Wednesday, February 11, 2015

Open Source Hacking

Cocos2D is my framework of choice for games these days: its native and supports both iOS devices like the new iPhone 6, and also Android via the Apportable system which builds native NDK binaries out of Objective-C source code.
Space Bot Alpha's word balloons

Another thing to like about it is that its Open Source, which means when there's a pain point you can dive in and fix it yourself!  This is what I've been doing for the last few days, as an annoying regression appeared in Space Bot Alpha after recent updates to Cocos2D.  My speech bubbles in the current AppStore version feature coloured text, but this had stopped working in the version I'm trying to get out for release!  Also there were also problems with line splitting when the label had a width specified to fit the text into.

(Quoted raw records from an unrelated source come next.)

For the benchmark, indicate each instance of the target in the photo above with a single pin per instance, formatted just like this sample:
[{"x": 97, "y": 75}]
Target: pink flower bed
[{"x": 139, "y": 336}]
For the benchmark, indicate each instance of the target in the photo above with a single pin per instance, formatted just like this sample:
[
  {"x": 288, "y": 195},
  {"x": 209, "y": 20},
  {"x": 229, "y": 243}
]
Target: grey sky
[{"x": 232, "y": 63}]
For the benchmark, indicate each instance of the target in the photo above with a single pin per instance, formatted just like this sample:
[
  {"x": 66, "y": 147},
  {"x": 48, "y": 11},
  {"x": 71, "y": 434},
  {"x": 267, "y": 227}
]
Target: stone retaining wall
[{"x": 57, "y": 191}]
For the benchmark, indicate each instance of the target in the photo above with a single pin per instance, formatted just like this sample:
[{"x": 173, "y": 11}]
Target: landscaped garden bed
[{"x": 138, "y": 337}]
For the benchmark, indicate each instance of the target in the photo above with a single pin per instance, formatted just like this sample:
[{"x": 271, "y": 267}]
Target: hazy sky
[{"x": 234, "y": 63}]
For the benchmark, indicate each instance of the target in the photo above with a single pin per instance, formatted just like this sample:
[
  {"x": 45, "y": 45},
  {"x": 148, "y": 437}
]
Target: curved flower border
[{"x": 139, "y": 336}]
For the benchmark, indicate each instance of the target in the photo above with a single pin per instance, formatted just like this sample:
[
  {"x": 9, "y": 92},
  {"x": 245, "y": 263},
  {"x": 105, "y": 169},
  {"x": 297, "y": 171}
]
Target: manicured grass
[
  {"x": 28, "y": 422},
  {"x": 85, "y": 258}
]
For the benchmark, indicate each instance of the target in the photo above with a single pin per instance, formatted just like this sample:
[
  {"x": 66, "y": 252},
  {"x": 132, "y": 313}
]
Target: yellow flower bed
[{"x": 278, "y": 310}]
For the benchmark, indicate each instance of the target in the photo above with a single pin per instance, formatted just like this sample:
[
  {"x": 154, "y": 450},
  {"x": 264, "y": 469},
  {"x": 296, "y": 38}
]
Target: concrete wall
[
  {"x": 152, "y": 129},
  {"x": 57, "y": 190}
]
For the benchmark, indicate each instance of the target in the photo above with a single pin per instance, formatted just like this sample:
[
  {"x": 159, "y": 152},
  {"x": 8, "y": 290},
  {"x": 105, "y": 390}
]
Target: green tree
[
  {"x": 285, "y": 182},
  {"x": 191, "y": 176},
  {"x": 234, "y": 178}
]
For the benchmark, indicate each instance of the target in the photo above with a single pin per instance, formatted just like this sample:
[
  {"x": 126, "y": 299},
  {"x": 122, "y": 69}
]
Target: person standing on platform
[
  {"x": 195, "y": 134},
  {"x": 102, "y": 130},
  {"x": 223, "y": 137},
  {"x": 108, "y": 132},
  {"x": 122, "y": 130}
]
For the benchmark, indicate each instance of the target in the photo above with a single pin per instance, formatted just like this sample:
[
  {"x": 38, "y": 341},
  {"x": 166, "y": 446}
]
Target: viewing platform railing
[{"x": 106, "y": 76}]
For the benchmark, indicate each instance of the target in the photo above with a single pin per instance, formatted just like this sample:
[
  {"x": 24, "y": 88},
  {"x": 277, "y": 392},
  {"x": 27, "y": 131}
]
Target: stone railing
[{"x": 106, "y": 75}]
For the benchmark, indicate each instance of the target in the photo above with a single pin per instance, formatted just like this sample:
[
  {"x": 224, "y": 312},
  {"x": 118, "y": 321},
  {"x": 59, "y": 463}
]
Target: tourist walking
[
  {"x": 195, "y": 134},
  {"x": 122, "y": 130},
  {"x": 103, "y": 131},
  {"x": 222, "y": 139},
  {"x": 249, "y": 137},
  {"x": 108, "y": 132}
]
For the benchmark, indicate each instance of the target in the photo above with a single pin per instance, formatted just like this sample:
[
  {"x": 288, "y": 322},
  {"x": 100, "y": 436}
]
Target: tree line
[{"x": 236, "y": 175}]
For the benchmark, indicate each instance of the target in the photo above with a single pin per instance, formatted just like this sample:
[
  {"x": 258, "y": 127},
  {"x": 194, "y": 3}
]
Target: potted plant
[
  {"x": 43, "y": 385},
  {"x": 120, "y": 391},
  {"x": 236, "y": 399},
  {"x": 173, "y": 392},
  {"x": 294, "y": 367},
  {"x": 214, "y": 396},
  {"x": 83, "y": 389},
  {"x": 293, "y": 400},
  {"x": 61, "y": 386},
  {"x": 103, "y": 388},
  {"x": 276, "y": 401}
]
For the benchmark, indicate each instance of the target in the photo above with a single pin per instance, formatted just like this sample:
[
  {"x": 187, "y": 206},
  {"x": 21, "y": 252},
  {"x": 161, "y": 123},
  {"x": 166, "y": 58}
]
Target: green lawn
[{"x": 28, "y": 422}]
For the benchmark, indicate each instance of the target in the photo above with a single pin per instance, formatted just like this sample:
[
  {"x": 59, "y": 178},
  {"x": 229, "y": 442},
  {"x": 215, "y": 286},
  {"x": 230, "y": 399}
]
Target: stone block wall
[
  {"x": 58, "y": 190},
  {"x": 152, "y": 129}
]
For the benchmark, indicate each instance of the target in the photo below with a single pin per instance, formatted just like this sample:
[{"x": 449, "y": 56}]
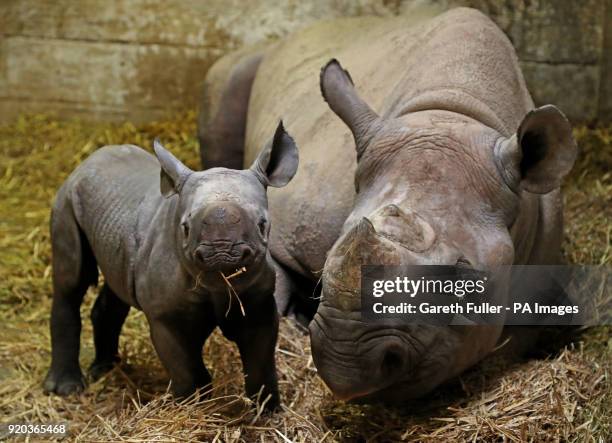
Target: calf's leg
[
  {"x": 74, "y": 269},
  {"x": 107, "y": 317}
]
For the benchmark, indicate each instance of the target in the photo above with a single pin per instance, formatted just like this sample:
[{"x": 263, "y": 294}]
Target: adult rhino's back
[{"x": 458, "y": 61}]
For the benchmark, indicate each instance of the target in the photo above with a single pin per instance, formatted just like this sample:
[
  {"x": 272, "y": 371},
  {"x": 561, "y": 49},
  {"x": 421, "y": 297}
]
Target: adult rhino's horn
[
  {"x": 339, "y": 92},
  {"x": 360, "y": 246}
]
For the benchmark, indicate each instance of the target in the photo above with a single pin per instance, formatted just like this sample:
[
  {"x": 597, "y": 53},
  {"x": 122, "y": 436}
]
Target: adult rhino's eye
[{"x": 185, "y": 229}]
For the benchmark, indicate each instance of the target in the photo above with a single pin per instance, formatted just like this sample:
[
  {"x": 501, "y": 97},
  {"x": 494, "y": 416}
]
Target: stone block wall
[{"x": 139, "y": 59}]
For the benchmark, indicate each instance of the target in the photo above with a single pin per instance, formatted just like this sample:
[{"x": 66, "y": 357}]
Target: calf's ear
[
  {"x": 173, "y": 172},
  {"x": 277, "y": 162},
  {"x": 540, "y": 154}
]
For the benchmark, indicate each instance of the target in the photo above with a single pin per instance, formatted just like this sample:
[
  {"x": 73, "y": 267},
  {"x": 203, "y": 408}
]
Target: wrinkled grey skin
[
  {"x": 435, "y": 155},
  {"x": 162, "y": 242}
]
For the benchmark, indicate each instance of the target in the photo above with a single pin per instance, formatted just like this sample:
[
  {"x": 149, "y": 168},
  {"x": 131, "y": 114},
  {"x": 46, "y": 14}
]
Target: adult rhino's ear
[
  {"x": 340, "y": 94},
  {"x": 277, "y": 162},
  {"x": 540, "y": 154},
  {"x": 173, "y": 172}
]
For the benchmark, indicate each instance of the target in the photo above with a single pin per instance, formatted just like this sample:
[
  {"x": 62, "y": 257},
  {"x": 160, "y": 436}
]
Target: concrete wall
[{"x": 138, "y": 59}]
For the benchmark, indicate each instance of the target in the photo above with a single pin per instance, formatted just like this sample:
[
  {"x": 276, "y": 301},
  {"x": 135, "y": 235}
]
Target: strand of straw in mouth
[{"x": 231, "y": 290}]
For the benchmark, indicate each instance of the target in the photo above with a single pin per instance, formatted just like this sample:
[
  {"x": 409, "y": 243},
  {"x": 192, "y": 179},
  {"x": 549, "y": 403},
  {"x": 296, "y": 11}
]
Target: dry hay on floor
[{"x": 563, "y": 394}]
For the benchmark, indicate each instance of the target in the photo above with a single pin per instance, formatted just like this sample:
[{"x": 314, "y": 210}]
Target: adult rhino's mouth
[{"x": 356, "y": 359}]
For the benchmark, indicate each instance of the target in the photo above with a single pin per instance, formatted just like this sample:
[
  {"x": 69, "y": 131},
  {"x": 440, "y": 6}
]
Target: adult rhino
[{"x": 438, "y": 157}]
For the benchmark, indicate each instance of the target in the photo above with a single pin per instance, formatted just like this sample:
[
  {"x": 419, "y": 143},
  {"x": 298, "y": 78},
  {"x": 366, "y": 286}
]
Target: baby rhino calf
[{"x": 174, "y": 255}]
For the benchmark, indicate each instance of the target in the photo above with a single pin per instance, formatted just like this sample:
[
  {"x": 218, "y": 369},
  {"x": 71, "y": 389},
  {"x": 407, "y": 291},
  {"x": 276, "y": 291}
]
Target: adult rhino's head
[
  {"x": 221, "y": 219},
  {"x": 433, "y": 188}
]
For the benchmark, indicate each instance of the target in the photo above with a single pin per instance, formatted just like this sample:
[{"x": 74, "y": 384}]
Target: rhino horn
[{"x": 339, "y": 92}]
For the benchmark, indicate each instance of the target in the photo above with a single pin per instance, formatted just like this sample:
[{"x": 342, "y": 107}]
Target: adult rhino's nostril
[
  {"x": 392, "y": 363},
  {"x": 199, "y": 255}
]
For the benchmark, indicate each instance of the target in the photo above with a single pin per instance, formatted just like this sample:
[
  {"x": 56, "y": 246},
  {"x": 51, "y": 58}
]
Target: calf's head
[
  {"x": 221, "y": 221},
  {"x": 433, "y": 188}
]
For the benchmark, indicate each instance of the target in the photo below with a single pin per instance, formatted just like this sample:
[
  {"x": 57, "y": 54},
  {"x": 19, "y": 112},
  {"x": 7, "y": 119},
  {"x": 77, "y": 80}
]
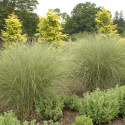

CCLabelBMFont is a pretty nice class: it allows making high performance labels that re-use their pre-rendered font glyphs thus avoiding overhead during those 60 frames-per-second when you might be changing the text in a label.  Changing the text simply reassigns an existing CCSprite that currently points to a texture rect to point to a different rect inside the batch-node (which is what the label is under the hood).  Performance plus!



However the re-use and hackery over the last months getting new features in to Cocos2D had meant that the old system of using getChildByTag: had gone away and an attempt to work around this had defeated the logic of being able to address individual sprites.  Also the ability to set width and subsequently wrap had been implemented by internally modifying the actual string to include more line feeds.  Basically the promise of being able to address the sprites that matched characters in the string had stopped working.

I addressed the problem by making a private sub-class of CCSprite that handles hard and soft line breaks by an enum property.  The sprites are also linked together in a list so that iterating over them doesn't require using getChildByTag:  I guess the reason it was done this way was that in Cocos2D its possible to add child nodes to anything - including the CCLabelBMFont - and you might do this if you had some graphic that you wanted to move along with the label.  The tagged children were known to be the font glyphs and not some other child that might have been added.

As well as fixing all these issues my patch adds in a function that allows addressing these child nodes via a range into the original string (which works because no extra line feeds are required) and looks like this:

    NSString *highlightString = @"even if the sound";
    NSString *testString = @"Supercalifragilisticexpialidocious even if the sound of it is something quite atrocious";
    NSRange highlightRange = [testString rangeOfString:highlightString];
    CCLabelBMFont *label = [CCLabelBMFont labelWithString:testString fntFile:@"arial16.fnt" width:currentWidth alignment:CCTextAlignmentLeft];
    [label setColor:[CCColor whiteColor]];
    NSArray *highlightChars = [label characterSpritesForRange:highlightRange];
    for (CCSprite *fontSprite in highlightChars)
    {
        [fontSprite setColor:[CCColor cyanColor]];
    }
    [label setPositionType:CCPositionTypeNormalized];
    [label setPosition:ccp(0.5f, 0.5f)];
    [[self contentNode] addChild:label];

    NSString *explanation = @"Styling font characters - color";


You can even get bold and italic or other effects using a similar technique.

    NSString *boldString = @"boldly go";
    NSString *italicString = @"new civilizations";
    NSString *testString = @"to seek out new life and new civilizations, to boldly go where no man has gone before.";
    NSRange boldRange = [testString rangeOfString:boldString];
    NSRange italicRange = [testString rangeOfString:italicString];
    CCLabelBMFont *label = [CCLabelBMFont labelWithString:testString fntFile:@"arial16.fnt" width:currentWidth alignment:CCTextAlignmentLeft];
    [label setColor:[CCColor whiteColor]];
    {
        NSArray *highlightChars = [label characterSpritesForRange:boldRange];
        CCEffectBloom *boldEffect = [CCEffectBloom effectWithBlurRadius:1 intensity:0.5 luminanceThreshold:0.1];
        for (CCSprite *fontSprite in highlightChars)
        {
            [fontSprite setEffect:boldEffect];
        }
    }
    {
        NSArray *highlightChars = [label characterSpritesForRange:italicRange];
        for (CCSprite *fontSprite in highlightChars)
        {
            [fontSprite setSkewX:20.0f];
        }

    }



My pull request on the Cocos2D Github project has been submitted so lets see what upstream Cocos2D folks make of it!